Back in 1997 when Will Pearson and Mangesh Hattikudur, both class of 2001, were freshmen, they became enraptured with Jeopardy-esque trivia craze like the rest of the world.
Their late night TV sessions were more than just a break though: the realization that people like to be educated and entertained at the same time led them to co-found Mental_Floss, now a nationally renowned magazine company that seems to have no limits.
"It's kind of ridiculous that a bunch of kids are doing this, but we've been lucky," said Pearson, who was a history major and, like Hattikudur, had little journalistic experience before Mental_Floss.
During their junior year, Pearson and Hattikudur created a test issue of their pet project on campus and received positive feedback. The two then set up an advisory board consisting of journalistically oriented professors and alumni and naively dove into the complex world of magazine production.
The national pilot issue was launched in summer 2001 with the addition of art director and fellow classmate Lisako Koga. Another alum, Neely Harris, '00, was added to the staff as the editor-in-chief when the main office of Mental_Floss moved to Birmingham, Ala.
Today, Mental_Floss boosts a 25,000 subscription base with an additional 70,000 copies of the magazine out on newsstands each month. But unlike other magazines, Mental_Floss has gained its reputation and fame without spending a cent on marketing. "We didn't have the money to do that," said Pearson. "We had to pay off financial aid bills."
Instead of paying for advertising, the group worked on other ways to get their name out there. Their ideas have branched out into other fields--aside from the magazine issues, they currently do a weekly segment on CNN Headline News, write quizzes for the Discovery Channel and have been written about in several other publications, including an article in the current issue of Newsweek.
Mental_Floss has also recently signed deals for a column in Reader's Digest as well as a boardgame, due out next year. Their first book, titled "Condensed Knowledge," consists of chapters featuring quick hits about subjects like History and Pop Culture and will be released May 1.
While things are busy at the moment, the company also hopes to launch a children's version of the magazine, which they'll call Elemental_Floss, in the near future.
"[The goal of Elemental_Floss is] to get kids interested in learning in a way that they might not be stimulated in school," said Hattikudur, adding that both he and Pearson have always liked being around kids and enjoyed participating in WOODS--Wilderness Outdoor Opportunities for Durham Students--while at Duke.
So what's with all the underscores? The title, explained Pearson, includes the underscore because it gets people's attention and reminds them of the internet, where information is readily available. It was Hattikudur's idea and it stuck, just as they hope their addiction to entertaining education will stick in the minds of their followers.
The possibilities truly are infinite for Mental_Floss, not only as a magazine but also as a company. "We want people to see [Mental_Floss] as a company that's constantly blurring the lines between education and entertainment," said Pearson.

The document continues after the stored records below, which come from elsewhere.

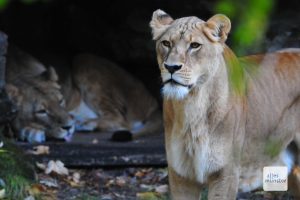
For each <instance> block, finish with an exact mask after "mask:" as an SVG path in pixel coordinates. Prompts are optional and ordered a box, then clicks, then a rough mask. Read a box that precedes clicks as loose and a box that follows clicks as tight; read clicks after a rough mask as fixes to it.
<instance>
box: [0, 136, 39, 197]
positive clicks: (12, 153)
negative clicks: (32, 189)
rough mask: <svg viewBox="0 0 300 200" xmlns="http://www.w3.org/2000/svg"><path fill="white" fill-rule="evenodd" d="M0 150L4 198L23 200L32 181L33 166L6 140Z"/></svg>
mask: <svg viewBox="0 0 300 200" xmlns="http://www.w3.org/2000/svg"><path fill="white" fill-rule="evenodd" d="M1 140H2V138H1V137H0V141H1ZM0 150H1V152H0V169H1V170H0V178H1V180H3V181H4V183H5V185H4V189H5V194H6V198H7V199H14V200H19V199H20V200H23V199H24V198H25V197H26V196H27V195H28V187H30V185H31V184H32V183H33V180H34V169H33V165H31V163H30V159H28V158H27V157H25V155H24V154H23V152H22V151H21V150H20V149H19V148H18V147H16V146H15V145H14V144H12V143H11V142H9V141H8V140H4V146H3V147H2V148H1V149H0Z"/></svg>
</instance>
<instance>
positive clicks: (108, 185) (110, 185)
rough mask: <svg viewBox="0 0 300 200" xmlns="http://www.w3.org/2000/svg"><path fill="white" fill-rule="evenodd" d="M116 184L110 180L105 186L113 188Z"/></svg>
mask: <svg viewBox="0 0 300 200" xmlns="http://www.w3.org/2000/svg"><path fill="white" fill-rule="evenodd" d="M114 184H115V180H109V181H107V183H106V184H105V187H110V186H112V185H114Z"/></svg>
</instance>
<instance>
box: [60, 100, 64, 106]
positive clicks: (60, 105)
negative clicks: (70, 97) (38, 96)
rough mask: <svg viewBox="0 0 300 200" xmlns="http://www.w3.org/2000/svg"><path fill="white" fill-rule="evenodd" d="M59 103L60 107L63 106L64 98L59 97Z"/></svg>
mask: <svg viewBox="0 0 300 200" xmlns="http://www.w3.org/2000/svg"><path fill="white" fill-rule="evenodd" d="M59 105H60V106H62V107H64V106H65V100H64V99H61V100H60V101H59Z"/></svg>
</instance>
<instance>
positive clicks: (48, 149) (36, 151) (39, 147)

It wasn't always that easy, but Hattikudur attributes part of their success to their ignorance of the magazine industry and naive natures. "I didn't know how much failure there was [in the magazine industry]," he said, adding that the hardest part of their start-up project was at first explaining the idea to others. "But, we were pretty confident in the idea from the start."
Want to know the 10 movies that changed the world, what's not boring about chemistry or the British background of America's national anthem? Pick up their current issue. Need a condensed lesson on everything you need to know about Art History? Pick up the book. Or turn on CNN, or buy the boardgame next year, and you'll learn something new that you will want to tell others.
Pearson and Hattikudur's success is even more testimony that people never know what they'll end up doing post-graduation.
"This idea really came out of late night freshman dorm [conversations]," said Hattikudur as he offers his advice to current Duke students. "Really take advantage of all the intelligence around you. There are so many people [at Duke] I was almost envious of because they were so talented in ways I wasn't," he added.
And Mental_Floss clearly demonstrates that these talents, when combined--such as Hattikudur's own creative abilities alongside Pearson's entrepreneurial drive and the different areas of expertise that the company has taken on in the recent years--can yield incredible results.